What happens when a ball misses a green at Pinehurst? It doesn't get stuck in a fringe of ever-lengthening grass. It runs away from the green by as much as 20 yards in places, leaving a much trickier recovery shot than familiar flop shot from greenside rough. In other words, you get difficult shots from easy lies rather than easy shots from difficult lies.
What happens when a drive at St. Andrews is hit down the wrong line? Invariably, it will land on a tightly cut fairway then agonizingly meander off into sand perhaps 50 yards from where it first landed. Which is what you get when you combine contoured fairways with intelligent bunkering.

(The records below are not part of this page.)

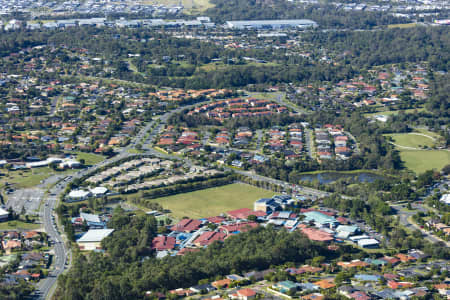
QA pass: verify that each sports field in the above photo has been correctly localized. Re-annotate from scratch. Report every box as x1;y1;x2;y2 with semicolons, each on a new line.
400;150;450;174
146;183;275;219
386;130;450;174
388;132;435;150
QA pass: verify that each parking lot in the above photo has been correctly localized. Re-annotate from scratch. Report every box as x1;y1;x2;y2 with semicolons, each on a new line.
6;188;44;215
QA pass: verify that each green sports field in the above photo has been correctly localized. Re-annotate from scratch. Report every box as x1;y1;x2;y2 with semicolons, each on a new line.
146;183;275;219
388;132;435;148
400;150;450;174
386;129;450;174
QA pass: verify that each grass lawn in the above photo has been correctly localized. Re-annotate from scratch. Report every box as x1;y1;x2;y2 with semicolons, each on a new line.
400;150;450;173
0;220;41;230
388;23;417;28
143;0;214;14
0;167;74;189
364;107;426;117
387;133;435;148
142;183;275;219
76;152;105;165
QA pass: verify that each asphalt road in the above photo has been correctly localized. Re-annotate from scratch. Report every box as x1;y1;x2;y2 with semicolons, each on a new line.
391;204;450;247
34;191;69;299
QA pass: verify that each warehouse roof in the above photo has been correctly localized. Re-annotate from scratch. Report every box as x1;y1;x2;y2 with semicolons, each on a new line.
77;229;114;243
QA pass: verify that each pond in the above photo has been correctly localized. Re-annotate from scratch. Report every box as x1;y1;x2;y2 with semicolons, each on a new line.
300;172;383;184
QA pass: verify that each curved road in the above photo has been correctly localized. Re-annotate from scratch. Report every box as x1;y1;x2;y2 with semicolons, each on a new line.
33;97;334;300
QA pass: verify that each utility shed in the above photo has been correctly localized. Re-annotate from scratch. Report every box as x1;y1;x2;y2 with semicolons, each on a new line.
77;229;114;250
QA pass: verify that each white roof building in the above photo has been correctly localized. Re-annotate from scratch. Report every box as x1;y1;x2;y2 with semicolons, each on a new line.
77;229;114;250
91;186;108;197
358;239;380;248
440;194;450;205
0;207;9;221
80;213;101;223
66;190;91;202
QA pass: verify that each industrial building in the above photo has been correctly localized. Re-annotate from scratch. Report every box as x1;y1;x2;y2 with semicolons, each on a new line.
77;229;114;250
226;19;317;29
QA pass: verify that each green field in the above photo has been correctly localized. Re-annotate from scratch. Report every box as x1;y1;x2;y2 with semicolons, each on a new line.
143;183;275;219
143;0;214;14
387;133;435;150
77;152;105;166
0;167;73;189
388;23;418;28
364;107;426;117
400;150;450;174
0;220;41;230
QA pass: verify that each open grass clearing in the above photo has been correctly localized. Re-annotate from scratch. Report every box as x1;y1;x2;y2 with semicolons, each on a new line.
0;167;73;189
143;0;214;14
0;220;41;230
400;149;450;174
386;132;435;149
388;23;418;28
138;183;275;219
364;107;426;117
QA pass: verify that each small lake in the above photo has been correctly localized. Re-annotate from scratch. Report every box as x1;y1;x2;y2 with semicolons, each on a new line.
300;172;383;184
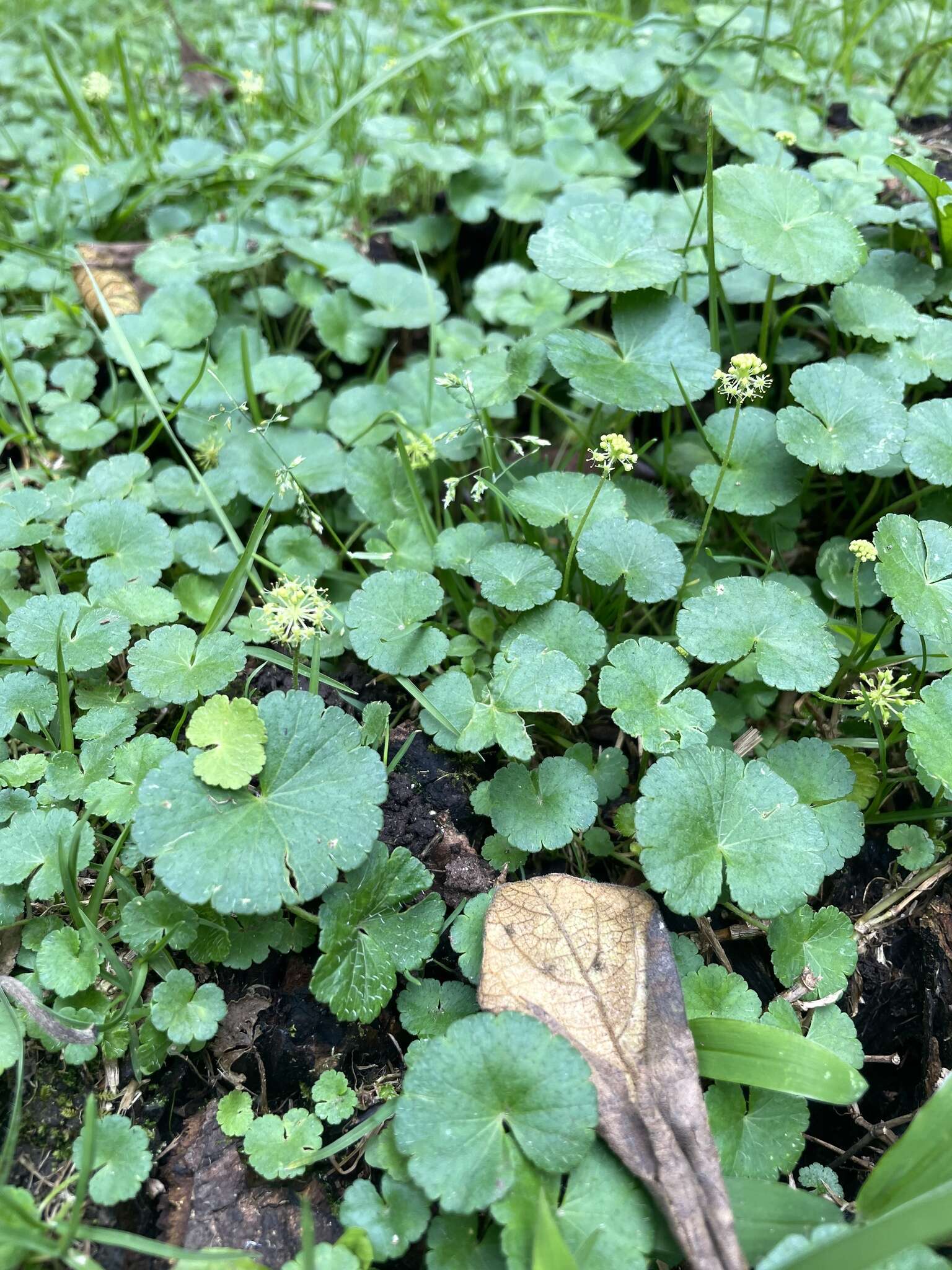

These examples of the way golf should be played are increasingly ignored -- making it more difficult to identify the best players. With everyone reduced to hacking from long grass, the chances of skilled players separating themselves from the competition by superior shotmaking are reduced.
On a true links, no one can control the final destination of his ball to the same extent as on a soft parkland course. The undulations and predominance of wind mean the links test is total. No matter how well you drive the ball you will be forced to play from a variety of stances and lies. In the long term, the better player will be better able to deal with those circumstances.
In a typical round you are asked to deal with all kinds of bad bounces and "bad luck." Links golf exacerbates the vagaries of fortune we all endure in this maddening game. At least it used to.